Vacanza vegana: come sopravvivere in viaggio?

Se sei vegana la vita è particolarmente complicata per la difficoltà di reperire determinati alimenti al ristorante, ma lo è ancora di più quando viaggi. In vacanza infatti può risultare problematico trovare un ristorante “vegan friendly” ed inoltre non hai le stesse comodità che hai a casa. Tuttavia puoi tranquillamente organizzare una vacanza vegana adottando determinate accortezze per rispettare il tuo stile di vita. Portarti dietro alimenti non deteriorabili che si adattino al tuo regime alimentare ad esempio è un ottimo metodo per “sopravvivere” in viaggio. Inoltre esistono regioni italiane e paesi particolarmente “vegan friendly” dove puoi organizzare le tue vacanze. Se vuoi saperne di più ti illustro in questo articolo il vademecum per una perfetta vacanza vegana.

Porta con te ed acquista prodotti vegani

Se il tuo viaggio non è particolarmente lungo ti consiglio di portarti dietro qualche prodotto vegano che non sia deteriorabile e che sia ammesso dal paese ospitante. In questo modo non hai l’ansia di dover trovare subito un ristorante adatto alle tue esigenze. Inoltre l’impatto con la cucina di un paese nuovo potrebbe essere “traumatico”, ma se hai con te cibi conosciuti puoi affrontare meglio i primi giorni di ambientamento.

Cerca di adocchiare subito i supermercati nelle vicinanze della struttura dove alloggi, così da poter acquistare frutta, verdura e qualche spuntino. Non sempre hai l’opportunità di metterti alla ricerca di qualche ristorante vegan nei paraggi, quindi è meglio avere qualcosa a portata di mano per tenere la fame sotto controllo senza ulteriore stress.

Scegli un appartamento con cucina

Se non hai voglia di metterti alla ricerca di un ristorante vegan allora la cosa migliore è prenotare un appartamento o una casa vacanza dotata di cucina. In questo modo non hai alcun problema per colazione, pranzo e cena perché puoi prepararti tranquillamente quello che vuoi. Inoltre questa soluzione ti consente di risparmiare anche un bel po’ di soldi poiché non devi mangiare fuori ogni volta.

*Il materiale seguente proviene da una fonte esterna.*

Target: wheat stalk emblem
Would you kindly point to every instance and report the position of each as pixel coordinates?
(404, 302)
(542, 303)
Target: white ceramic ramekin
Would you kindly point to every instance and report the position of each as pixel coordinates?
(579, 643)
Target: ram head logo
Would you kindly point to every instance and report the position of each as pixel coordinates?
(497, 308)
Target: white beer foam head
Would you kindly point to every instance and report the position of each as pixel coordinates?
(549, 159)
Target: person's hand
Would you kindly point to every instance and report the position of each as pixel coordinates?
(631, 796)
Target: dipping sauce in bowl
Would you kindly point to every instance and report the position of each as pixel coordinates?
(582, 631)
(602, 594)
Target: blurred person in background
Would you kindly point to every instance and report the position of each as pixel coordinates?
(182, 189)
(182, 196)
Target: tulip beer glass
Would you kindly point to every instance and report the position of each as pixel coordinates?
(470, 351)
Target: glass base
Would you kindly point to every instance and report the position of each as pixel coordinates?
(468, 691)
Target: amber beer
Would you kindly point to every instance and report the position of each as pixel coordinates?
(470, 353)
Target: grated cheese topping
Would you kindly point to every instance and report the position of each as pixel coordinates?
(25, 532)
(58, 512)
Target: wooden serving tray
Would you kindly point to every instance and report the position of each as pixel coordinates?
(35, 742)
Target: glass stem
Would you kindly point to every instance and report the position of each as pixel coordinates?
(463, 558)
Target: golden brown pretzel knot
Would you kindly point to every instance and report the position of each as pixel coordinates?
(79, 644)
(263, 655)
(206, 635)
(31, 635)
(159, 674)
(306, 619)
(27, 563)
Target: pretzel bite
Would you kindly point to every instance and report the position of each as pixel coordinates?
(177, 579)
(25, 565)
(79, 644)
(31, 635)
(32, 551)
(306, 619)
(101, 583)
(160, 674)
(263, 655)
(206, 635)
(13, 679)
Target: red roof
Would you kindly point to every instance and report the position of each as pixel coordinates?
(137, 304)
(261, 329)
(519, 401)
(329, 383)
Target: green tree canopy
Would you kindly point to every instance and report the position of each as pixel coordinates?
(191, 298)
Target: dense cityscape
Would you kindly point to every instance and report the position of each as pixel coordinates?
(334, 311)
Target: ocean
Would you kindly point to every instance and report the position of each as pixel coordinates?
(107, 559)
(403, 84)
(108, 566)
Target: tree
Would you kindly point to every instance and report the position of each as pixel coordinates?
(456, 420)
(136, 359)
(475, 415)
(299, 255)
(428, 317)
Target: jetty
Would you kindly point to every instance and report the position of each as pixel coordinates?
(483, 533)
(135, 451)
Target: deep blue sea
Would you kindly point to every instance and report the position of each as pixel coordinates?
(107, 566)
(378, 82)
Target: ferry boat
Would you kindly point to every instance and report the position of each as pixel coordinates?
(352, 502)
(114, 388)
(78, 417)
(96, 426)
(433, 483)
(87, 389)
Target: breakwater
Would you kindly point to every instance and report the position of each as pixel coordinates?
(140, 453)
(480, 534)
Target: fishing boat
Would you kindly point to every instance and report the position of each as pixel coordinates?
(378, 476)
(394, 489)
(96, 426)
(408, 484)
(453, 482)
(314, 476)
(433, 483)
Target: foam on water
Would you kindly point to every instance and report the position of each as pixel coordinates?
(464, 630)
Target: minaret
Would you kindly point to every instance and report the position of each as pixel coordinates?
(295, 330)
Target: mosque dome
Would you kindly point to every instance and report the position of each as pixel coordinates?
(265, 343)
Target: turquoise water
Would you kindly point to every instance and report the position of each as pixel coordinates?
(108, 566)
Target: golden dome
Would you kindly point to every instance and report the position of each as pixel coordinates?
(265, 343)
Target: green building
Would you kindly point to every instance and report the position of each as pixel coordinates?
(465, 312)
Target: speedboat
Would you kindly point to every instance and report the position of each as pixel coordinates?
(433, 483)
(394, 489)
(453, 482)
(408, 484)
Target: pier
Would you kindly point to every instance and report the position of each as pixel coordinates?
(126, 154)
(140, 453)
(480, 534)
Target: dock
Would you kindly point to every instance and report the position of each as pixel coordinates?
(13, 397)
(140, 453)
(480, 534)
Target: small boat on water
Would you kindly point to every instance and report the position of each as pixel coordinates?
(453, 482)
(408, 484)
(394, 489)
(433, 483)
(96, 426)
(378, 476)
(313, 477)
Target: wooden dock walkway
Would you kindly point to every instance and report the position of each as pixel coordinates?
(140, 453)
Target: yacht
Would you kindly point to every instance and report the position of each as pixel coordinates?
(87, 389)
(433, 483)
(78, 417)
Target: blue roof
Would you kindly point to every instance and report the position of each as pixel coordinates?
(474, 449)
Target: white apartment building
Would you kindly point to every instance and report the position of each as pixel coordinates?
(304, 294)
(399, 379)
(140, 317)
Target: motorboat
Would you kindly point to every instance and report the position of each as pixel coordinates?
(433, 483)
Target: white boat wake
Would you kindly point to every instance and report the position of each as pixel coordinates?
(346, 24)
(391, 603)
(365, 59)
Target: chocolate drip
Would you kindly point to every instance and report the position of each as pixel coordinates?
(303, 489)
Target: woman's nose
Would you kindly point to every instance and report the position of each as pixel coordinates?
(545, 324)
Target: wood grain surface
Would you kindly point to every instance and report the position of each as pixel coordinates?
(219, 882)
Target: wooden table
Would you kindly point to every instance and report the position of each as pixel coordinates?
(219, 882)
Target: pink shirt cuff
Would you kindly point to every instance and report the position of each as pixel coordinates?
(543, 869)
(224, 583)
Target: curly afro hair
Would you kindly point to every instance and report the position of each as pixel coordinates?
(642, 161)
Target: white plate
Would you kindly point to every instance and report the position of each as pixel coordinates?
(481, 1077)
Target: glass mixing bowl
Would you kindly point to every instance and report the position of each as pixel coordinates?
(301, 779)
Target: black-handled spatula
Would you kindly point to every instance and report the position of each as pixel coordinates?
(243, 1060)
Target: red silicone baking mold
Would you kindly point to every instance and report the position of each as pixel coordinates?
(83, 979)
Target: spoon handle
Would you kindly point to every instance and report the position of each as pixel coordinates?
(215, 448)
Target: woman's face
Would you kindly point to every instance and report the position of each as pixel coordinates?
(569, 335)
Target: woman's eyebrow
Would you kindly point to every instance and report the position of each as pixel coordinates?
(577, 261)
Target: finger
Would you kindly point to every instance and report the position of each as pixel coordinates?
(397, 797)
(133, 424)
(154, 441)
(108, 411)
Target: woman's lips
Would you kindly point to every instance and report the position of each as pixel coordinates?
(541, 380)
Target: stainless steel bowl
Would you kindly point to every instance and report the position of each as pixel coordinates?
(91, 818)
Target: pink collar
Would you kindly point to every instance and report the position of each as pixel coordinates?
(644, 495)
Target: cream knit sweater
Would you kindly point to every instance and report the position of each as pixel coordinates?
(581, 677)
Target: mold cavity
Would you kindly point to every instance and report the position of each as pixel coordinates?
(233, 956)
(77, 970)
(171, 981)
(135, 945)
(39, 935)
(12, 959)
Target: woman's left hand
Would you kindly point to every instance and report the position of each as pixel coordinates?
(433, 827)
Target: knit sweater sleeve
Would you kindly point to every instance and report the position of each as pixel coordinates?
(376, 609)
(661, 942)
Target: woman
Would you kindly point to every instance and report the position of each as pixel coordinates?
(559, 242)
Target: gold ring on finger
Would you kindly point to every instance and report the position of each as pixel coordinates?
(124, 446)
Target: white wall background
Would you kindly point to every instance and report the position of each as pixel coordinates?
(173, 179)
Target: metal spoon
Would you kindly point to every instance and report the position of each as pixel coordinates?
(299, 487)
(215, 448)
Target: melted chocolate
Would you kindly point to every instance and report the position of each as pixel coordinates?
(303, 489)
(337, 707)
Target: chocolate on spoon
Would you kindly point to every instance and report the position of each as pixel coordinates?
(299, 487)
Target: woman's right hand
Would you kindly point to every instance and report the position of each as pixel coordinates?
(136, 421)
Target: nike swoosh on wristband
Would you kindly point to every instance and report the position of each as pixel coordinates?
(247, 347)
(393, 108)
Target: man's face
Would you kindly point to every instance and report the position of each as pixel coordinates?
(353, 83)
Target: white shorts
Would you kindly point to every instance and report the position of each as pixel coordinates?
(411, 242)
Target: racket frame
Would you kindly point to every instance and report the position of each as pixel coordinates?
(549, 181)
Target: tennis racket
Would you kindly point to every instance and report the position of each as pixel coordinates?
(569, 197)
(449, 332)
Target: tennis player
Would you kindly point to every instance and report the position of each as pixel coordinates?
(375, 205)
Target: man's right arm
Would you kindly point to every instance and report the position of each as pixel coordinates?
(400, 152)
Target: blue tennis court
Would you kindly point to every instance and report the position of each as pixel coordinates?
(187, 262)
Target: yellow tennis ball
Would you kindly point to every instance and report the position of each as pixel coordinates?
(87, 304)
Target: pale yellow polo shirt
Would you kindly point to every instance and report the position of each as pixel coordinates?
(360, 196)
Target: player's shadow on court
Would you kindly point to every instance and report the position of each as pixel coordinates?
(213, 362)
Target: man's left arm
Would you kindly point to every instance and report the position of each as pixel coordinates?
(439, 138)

Sii chiara al ristorante ed impara le espressioni locali

Per evitare qualsiasi fraintendimento o altre situazioni imbarazzanti se vai al ristorante sii chiara sin da subito, ed esponi senza problemi quello che puoi e che non puoi mangiare. Se non sei sicura di cosa contengono determinate portate ordina molti contorni, puntando principalmente sulla verdura.

Se vai all’estero tieni presente che alcune parole possono essere fraintese o addirittura avere significati diversi. Cerca di imparare anticipatamente le espressioni locali per evitare incomprensioni con i camerieri.

Affidati alla tecnologia per trovare ristoranti vegan

Dopo aver deciso la destinazione prima di metterti in viaggio ti consiglio di cercare ristoranti vegani nella città dove stai per andare. Se puoi prenota un alloggio che sia vicino a questi ristoranti così da poterli raggiungere facilmente.

In alternativa puoi scaricare delle app che ti indicano dove sono i ristoranti vegani. Una delle migliori è Happy Cow, che dispone di un database internazionale di ristoranti vegetariani e vegani in tutte le zone del mondo. Ancora più completa l’app Veganaroud, che oltre ai ristoranti vegani ti segnala anche le erboristerie, le panetterie ed i pub rigorosamente “vegan friendly”.

Le migliori mete per una vacanza vegana

A questo punto non ci resta che dare un’occhiata alle migliori mete in Europa e nel mondo per una vacanza vegana.

Berlino sta diventando una città sempre più “veg friendly” grazie ai nuovi ristoranti specializzati ed ai bistrot che propongono menu vegani. Inoltre se ti interessa a Berlino a fine agosto si svolge uno dei più importanti festival vegani d’Europa: laVeganes Sommerfest.

Londra, grazie alla sua multietnicità, è una città che si sta lentamente convertendo al veganesimo con festival, ristoranti specializzati e mercatini dedicati al cibo vegan.

Al di fuori dai confini europei la metà più gettonata per i vegani è l’India, dove la maggior parte della popolazione mangia piatti vegetariani a base di riso, piselli, patate ed altri vegetali insaporiti da erbe e spezie. Molti indiani inoltre non consumano né latticini né uova per motivi religiosi e la carne viene consumata molto poco perché qui la mucca è sacra.

In Italia infine le regioni considerate particolarmente “vegan” sono la Campania, la Toscana, l’Emilia-Romagna ed il Veneto.